A Secretaria da Educação (Seduc) desponta como a pasta de maior concentração feminina. Hoje, dos 225 mil profissionais ativos, 73% são mulheres. O dado reflete a percepção de que a Educação Básica no Brasil é feita por professoras, o que pode ser explicado pela característica da maternidade, do cuidado, de acordo com estudos voltados ao magistério. “A escola é tomada como continuidade do lar, onde a professora vai exercer de fato o papel de maternagem, utilizando-se de sua autoridade e do seu carinho”, analisa o artigo “A Mulher e o Magistério: Razões da Supremacia feminina”, do Centro de Educação da Universidade Federal de Pernambuco (UFPE).

Na Secretaria da Saúde, órgão que se destaca em função da pandemia de Covid-19, atuam 28.3231 servidores, sendo 70,8% do sexo feminino, o que representa mais de 20 mil mulheres vinculadas. São médicas, enfermeiras, dentistas, técnicas, agentes de saúde, pesquisadoras, auxiliares e outras trabalhadoras de diferentes funções. Elas se notabilizam, sobretudo, por estarem na linha de frente de combate à doença, tanto que a primeira pessoa vacinada no Brasil foi uma profissional de enfermagem do Instituto de Infectologia Emílio Ribas, em São Paulo, Mônica Calazans.

De acordo com a diretora econômico-finaneira da AFPESP (Associação dos Funcionários Públicos do Estado de São Paulo) , Elza Barbosa da Silva, reconhecer o serviço público paulista é valorizar o protagonismo da mulher. “Somos maioria no funcionalismo e, portanto, respondemos diretamente pelas atividades desenvolvidas no Estado. Seja na Educação, área majoritariamente feminina, seja em quaisquer outros setores, como a Saúde, tão necessária neste período, diversas realizações só são possíveis por causa de nosso trabalho, força e sensibilidade. O sentimento natural da mulher nas relações humanas faz toda a diferença”, diz.

FUNCIONALISMO NO BRASIL

Nacionalmente, a participação feminina no setor público é de 59,3%, conforme levantamento mais recente (2017) do Instituto de Pesquisa Econômica Aplicada (Ipea). A esfera de poder com mais mulheres é a municipal, com 66¨%, o que sugere recorte por ocupação. Nas cidades, as contratações públicas abrangem mais professoras e enfermeiras, por exemplo. Nos estados, a taxa chega a 60%. Servidores do sexo masculino só são maioria em nível federal, 71%, fato que se explica pelo contingente de militares. Quando estes são excluídos do cálculo, ainda assim há mais homens: 54%.

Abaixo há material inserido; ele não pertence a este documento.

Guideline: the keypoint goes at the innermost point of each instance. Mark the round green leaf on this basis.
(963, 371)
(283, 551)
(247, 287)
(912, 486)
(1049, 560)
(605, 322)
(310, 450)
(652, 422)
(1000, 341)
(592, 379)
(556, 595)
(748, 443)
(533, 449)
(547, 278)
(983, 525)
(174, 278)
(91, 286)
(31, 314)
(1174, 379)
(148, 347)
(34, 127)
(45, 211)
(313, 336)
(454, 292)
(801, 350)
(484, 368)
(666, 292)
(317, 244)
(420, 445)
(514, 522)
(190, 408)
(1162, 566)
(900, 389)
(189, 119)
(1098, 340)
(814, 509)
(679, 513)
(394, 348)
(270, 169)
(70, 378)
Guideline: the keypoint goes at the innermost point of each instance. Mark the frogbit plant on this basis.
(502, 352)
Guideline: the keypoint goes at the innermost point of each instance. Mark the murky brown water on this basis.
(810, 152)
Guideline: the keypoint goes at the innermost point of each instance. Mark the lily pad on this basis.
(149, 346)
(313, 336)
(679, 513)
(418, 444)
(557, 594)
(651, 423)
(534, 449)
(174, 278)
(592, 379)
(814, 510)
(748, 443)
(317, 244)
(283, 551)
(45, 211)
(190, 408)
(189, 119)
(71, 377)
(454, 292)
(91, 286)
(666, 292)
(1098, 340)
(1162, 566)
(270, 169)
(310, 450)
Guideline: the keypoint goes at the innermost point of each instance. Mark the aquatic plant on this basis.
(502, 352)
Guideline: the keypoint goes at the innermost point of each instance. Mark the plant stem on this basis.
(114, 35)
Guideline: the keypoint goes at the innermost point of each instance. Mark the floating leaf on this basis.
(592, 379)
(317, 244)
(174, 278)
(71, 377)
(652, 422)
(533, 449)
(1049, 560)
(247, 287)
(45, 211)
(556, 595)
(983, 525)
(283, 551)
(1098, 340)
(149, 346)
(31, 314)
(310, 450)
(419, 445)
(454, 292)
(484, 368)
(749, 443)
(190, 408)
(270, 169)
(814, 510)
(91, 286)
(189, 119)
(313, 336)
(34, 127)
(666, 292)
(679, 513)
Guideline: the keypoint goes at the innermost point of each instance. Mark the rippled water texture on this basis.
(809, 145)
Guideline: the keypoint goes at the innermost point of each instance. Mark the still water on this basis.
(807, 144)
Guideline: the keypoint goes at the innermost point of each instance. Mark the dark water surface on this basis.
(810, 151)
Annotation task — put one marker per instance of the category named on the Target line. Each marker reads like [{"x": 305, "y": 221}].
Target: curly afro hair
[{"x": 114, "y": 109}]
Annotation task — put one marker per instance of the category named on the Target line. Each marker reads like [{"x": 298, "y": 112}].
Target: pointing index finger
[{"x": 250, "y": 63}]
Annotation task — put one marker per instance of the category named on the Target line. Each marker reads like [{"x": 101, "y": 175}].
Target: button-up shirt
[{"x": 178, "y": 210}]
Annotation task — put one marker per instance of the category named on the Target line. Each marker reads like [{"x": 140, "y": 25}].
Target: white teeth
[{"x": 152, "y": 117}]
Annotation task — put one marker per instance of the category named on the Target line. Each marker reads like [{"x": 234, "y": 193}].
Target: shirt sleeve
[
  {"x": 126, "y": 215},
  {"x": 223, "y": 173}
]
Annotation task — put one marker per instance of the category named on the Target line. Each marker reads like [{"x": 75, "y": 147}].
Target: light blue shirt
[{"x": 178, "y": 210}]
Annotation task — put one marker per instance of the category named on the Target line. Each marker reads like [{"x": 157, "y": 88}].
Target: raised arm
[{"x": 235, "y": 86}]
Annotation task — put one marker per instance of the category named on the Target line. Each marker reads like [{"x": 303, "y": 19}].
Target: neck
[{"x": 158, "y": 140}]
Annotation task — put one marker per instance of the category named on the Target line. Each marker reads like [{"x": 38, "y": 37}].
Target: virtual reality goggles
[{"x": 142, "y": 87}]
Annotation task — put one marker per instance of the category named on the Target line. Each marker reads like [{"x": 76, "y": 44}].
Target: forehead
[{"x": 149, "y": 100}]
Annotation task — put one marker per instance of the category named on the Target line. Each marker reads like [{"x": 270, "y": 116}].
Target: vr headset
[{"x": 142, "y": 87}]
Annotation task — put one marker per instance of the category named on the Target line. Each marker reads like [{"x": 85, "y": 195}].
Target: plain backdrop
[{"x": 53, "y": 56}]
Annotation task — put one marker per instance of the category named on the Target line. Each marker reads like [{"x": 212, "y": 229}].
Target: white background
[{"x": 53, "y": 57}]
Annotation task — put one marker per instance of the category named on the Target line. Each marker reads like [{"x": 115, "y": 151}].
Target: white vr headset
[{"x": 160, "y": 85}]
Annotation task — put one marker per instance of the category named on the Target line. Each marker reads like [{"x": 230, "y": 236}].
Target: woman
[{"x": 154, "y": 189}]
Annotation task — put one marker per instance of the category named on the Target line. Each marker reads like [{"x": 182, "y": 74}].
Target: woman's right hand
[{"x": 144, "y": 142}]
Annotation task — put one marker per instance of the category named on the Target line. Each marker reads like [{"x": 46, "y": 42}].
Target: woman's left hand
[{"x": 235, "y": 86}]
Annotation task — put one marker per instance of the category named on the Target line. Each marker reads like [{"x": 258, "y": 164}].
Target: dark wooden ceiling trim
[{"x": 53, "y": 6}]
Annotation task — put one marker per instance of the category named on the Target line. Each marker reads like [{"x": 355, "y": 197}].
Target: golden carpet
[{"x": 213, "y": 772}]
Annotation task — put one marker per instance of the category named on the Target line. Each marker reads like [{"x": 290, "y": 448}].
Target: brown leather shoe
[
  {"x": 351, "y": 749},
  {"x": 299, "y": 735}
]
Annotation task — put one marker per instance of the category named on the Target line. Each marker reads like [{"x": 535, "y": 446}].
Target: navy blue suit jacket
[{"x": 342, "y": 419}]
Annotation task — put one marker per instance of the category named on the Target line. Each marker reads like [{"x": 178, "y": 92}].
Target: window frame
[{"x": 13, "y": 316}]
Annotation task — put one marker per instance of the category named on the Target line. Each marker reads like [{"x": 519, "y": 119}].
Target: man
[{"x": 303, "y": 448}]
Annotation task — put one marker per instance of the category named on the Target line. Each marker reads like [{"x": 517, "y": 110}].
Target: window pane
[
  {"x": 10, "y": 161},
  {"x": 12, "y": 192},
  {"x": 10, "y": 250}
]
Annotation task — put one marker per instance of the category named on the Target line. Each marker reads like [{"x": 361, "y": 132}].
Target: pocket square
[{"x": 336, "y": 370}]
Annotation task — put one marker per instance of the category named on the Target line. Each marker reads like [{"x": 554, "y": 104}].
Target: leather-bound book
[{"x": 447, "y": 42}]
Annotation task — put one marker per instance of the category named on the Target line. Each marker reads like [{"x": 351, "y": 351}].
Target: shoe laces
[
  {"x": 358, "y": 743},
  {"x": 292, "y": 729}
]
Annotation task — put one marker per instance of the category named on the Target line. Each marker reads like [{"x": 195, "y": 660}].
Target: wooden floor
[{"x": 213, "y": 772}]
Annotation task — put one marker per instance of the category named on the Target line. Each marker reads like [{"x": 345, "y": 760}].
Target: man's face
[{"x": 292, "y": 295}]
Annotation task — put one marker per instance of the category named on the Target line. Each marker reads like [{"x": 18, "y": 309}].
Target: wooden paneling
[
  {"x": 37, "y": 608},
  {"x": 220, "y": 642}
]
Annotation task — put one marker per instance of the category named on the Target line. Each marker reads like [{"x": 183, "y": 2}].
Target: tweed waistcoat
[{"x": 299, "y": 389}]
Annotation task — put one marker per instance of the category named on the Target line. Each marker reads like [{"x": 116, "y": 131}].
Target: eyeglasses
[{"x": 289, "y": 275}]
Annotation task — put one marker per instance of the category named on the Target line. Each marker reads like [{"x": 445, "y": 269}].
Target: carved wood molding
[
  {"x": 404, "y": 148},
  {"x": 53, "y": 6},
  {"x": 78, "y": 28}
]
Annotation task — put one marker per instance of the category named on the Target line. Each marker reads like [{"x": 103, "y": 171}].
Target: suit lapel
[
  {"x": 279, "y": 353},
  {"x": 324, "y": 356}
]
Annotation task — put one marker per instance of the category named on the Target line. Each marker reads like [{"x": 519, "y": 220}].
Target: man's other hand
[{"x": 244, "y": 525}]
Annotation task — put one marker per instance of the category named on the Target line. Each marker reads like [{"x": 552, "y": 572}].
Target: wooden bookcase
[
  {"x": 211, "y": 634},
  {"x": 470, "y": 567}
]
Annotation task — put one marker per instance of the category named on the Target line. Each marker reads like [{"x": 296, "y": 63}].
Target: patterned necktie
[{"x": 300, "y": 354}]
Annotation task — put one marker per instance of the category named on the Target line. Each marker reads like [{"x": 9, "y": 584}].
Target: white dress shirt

O “Atlas do Estado Brasileiro – Três Décadas de Evolução do Funcionalismo Público no Brasil (1986-2017)”, no entanto, mostra paradoxo de gênero. Embora sejam maioria, mulheres têm remuneração média inferior à dos homens nos três níveis federativos. Em 1986, a diferença era de 17,1%; em 2017, o índice chegou a 24,2% de disparidade.

CPP PARABENIZA AS PROFISSIONAIS DA EDUCAÇÃO

No Dia Internacional da Mulher, o Centro do Professorado Paulista cumprimenta todas elas. Mas, principalmente, as profissionais da educação, que estão se esmerando nesta pandemia. Parabéns.